Let’s put it all together!#

Let’s define a simple query engine that can be initialized with a retriever, prompt, llm etc. And have it implement a simple query function. We also implement an async version, can be used if you completed part 4 above!

NOTE: We skip subclassing our own QueryEngine abstractions. This is a big TODO to make it more easily sub-classable!

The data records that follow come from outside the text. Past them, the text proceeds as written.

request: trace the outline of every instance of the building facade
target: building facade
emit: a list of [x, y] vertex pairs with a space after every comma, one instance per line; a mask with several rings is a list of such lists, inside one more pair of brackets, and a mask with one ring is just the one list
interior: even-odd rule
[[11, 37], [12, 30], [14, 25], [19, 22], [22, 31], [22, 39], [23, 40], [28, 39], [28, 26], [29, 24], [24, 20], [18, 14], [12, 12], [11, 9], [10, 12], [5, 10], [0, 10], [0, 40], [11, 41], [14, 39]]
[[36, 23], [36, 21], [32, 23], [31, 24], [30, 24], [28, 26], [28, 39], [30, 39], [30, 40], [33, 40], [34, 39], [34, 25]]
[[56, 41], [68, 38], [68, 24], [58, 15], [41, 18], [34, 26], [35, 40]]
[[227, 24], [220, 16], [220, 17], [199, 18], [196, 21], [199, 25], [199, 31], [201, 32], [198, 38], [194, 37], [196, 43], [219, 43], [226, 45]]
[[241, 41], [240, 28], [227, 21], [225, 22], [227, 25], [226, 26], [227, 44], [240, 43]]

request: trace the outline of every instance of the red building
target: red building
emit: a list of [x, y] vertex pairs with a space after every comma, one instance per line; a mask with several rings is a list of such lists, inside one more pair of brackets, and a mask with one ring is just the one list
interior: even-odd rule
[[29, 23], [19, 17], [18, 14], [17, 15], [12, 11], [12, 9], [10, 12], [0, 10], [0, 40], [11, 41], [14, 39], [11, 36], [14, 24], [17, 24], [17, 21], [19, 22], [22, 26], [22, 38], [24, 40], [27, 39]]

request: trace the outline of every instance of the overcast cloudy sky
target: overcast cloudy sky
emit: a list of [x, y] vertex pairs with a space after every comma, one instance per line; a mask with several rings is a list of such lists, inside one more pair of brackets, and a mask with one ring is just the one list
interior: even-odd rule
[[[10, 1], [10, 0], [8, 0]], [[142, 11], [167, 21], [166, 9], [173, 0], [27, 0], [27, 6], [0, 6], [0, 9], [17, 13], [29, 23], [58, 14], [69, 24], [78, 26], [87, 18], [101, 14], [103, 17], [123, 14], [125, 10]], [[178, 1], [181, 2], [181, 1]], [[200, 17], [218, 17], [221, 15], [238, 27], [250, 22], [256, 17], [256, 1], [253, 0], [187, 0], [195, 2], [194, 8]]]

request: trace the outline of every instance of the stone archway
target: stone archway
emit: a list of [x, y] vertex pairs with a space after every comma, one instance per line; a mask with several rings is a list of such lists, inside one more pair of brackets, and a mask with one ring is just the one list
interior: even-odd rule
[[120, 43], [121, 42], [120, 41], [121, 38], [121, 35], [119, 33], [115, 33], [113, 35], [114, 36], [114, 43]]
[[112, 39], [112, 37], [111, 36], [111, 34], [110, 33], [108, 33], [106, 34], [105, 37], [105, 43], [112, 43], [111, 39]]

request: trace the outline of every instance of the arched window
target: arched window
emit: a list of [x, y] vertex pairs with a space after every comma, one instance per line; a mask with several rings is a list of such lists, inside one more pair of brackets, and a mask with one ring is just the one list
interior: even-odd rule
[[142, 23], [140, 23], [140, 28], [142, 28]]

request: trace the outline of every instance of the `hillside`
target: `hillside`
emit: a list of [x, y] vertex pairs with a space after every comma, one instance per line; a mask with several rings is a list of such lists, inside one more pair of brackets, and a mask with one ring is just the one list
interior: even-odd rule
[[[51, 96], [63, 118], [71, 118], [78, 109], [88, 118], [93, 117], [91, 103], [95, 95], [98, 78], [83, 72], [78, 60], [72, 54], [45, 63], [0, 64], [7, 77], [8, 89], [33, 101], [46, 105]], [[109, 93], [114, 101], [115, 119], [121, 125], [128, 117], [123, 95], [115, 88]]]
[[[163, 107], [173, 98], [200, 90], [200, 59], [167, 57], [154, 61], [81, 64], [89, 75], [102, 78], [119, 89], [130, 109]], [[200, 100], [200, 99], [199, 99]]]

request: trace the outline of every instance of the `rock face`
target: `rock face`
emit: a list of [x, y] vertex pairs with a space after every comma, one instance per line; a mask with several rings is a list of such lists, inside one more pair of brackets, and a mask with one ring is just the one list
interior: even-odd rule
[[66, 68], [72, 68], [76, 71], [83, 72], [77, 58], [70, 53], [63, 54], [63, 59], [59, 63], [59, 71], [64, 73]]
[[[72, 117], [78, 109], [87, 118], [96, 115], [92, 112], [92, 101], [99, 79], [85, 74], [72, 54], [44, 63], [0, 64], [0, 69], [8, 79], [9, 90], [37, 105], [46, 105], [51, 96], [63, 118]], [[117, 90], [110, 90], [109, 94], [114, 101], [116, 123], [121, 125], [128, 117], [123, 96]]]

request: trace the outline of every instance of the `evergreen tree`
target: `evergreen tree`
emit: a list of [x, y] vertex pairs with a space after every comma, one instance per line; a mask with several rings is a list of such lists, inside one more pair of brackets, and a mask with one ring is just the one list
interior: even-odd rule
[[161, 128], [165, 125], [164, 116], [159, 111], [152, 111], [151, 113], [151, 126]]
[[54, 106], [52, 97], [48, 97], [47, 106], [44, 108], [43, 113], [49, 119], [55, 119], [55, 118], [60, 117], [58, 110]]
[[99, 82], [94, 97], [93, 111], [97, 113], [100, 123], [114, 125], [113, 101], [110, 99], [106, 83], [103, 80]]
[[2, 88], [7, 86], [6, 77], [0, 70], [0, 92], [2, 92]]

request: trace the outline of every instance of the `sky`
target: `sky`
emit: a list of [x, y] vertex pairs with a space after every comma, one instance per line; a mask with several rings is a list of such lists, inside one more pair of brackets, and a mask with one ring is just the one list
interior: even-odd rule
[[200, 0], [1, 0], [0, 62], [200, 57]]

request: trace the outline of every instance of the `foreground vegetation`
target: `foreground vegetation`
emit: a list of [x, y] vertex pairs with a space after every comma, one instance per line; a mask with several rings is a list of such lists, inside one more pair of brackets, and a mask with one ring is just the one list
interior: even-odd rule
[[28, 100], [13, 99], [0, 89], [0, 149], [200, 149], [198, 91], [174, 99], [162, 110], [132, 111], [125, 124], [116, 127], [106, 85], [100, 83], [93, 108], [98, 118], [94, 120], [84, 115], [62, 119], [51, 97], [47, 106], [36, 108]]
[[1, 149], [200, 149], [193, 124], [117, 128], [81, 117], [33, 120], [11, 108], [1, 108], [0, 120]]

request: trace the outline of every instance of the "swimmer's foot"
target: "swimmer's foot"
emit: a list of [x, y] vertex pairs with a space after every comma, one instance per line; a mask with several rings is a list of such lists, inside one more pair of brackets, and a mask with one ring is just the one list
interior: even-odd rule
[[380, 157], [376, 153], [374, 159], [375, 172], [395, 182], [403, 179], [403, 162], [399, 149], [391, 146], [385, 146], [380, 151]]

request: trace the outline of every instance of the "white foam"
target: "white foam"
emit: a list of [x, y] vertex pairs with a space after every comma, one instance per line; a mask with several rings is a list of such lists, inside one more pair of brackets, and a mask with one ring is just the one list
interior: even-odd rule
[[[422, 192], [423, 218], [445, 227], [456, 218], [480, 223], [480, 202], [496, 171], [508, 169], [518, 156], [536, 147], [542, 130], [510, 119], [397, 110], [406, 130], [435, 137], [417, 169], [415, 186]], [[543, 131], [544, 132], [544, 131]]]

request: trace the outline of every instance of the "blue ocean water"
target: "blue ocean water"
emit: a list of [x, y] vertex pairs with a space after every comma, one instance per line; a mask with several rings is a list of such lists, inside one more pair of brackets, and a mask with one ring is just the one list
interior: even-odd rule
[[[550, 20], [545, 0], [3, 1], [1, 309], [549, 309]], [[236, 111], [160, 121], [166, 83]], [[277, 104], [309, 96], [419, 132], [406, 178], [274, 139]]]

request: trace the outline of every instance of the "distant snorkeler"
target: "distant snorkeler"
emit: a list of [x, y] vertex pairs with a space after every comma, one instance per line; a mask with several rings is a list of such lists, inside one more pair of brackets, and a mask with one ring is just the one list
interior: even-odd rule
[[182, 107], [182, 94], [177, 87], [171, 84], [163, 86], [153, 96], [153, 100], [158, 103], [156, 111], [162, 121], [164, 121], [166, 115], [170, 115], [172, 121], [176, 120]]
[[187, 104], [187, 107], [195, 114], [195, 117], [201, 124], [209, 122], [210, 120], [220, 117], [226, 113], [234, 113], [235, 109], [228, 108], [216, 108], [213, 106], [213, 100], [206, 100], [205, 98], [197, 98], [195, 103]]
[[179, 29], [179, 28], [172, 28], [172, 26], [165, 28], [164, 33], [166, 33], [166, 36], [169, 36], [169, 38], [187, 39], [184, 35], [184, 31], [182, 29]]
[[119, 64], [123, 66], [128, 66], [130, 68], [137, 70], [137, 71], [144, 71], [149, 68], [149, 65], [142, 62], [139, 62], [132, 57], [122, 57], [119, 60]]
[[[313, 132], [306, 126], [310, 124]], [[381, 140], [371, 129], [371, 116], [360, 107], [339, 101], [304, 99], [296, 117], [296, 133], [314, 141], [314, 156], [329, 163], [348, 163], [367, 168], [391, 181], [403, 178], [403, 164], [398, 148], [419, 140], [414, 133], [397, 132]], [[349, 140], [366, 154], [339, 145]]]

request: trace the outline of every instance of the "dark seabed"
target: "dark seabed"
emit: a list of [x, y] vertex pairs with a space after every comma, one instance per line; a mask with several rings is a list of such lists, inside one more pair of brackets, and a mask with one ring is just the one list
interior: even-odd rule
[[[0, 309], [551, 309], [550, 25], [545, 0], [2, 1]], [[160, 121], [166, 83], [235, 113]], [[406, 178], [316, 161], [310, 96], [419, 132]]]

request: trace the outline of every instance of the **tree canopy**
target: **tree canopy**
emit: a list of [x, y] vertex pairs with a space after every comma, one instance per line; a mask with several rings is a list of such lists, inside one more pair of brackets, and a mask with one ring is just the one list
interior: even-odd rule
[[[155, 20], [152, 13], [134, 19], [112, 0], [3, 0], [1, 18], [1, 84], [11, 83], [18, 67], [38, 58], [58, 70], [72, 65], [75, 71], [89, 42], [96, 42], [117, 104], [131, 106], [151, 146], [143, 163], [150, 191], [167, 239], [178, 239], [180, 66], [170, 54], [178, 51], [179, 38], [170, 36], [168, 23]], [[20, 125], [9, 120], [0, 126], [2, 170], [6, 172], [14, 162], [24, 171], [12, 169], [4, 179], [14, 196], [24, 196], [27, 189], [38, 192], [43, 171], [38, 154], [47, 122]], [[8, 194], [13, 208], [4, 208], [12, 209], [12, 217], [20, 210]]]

from llama_index.retrievers import BaseRetriever
from llama_index.llms.llm import LLM
from dataclasses import dataclass
from typing import Optional, List


@dataclass
class Response:
    response: str
    source_nodes: Optional[List] = None

    def __str__(self):
        return self.response


class MyQueryEngine:
    """My query engine.

    Uses the tree summarize response synthesis module by default.

    """

    def __init__(
        self,
        retriever: BaseRetriever,
        qa_prompt: PromptTemplate,
        llm: LLM,
        num_children=10,
    ) -> None:
        self._retriever = retriever
        self._qa_prompt = qa_prompt
        self._llm = llm
        self._num_children = num_children

    def query(self, query_str: str):
        retrieved_nodes = self._retriever.retrieve(query_str)
        response_txt, _ = generate_response_hs(
            retrieved_nodes,
            query_str,
            self._qa_prompt,
            self._llm,
            num_children=self._num_children,
        )
        response = Response(response_txt, source_nodes=retrieved_nodes)
        return response

    async def aquery(self, query_str: str):
        retrieved_nodes = await self._retriever.aretrieve(query_str)
        response_txt, _ = await agenerate_response_hs(
            retrieved_nodes,
            query_str,
            self._qa_prompt,
            self._llm,
            num_children=self._num_children,
        )
        response = Response(response_txt, source_nodes=retrieved_nodes)
        return response
query_engine = MyQueryEngine(retriever, qa_prompt, llm, num_children=10)
response = query_engine.query(query_str)
print(str(response))
The results from RLHF using both model-based and human-based evaluation showed that larger models generally obtained higher performance for a similar volume of data. The accuracy on more distinct responses was higher than on similar pairs, indicating that learning to model human preferences becomes challenging when deciding between two similar model responses. Additionally, the largest Llama 2-Chat model was found to be competitive with ChatGPT, with a win rate of 36% and a tie rate of 31.5% relative to ChatGPT. Llama 2-Chat 70B model was also found to outperform PaLM-bison chat model by a large percentage on the prompt set. Inter-Rater Reliability (IRR) was measured using Gwet’s AC1/2 statistic, with scores varying between 0.37 and 0.55 depending on the specific model comparison.
response = await query_engine.aquery(query_str)
print(str(response))
The results from RLHF using both model-based and human-based evaluation showed that larger models generally obtained higher performance for a similar volume of data. The accuracy on more distinct responses was higher than on similar pairs, indicating that learning to model human preferences becomes challenging when deciding between two similar model responses. Additionally, the largest Llama 2-Chat model was found to be competitive with ChatGPT, with a win rate of 36% and a tie rate of 31.5%. Human evaluations were conducted using a 7-point Likert scale helpfulness task, with Gwet’s AC2 score varying between 0.37 and 0.55 depending on the specific model comparison.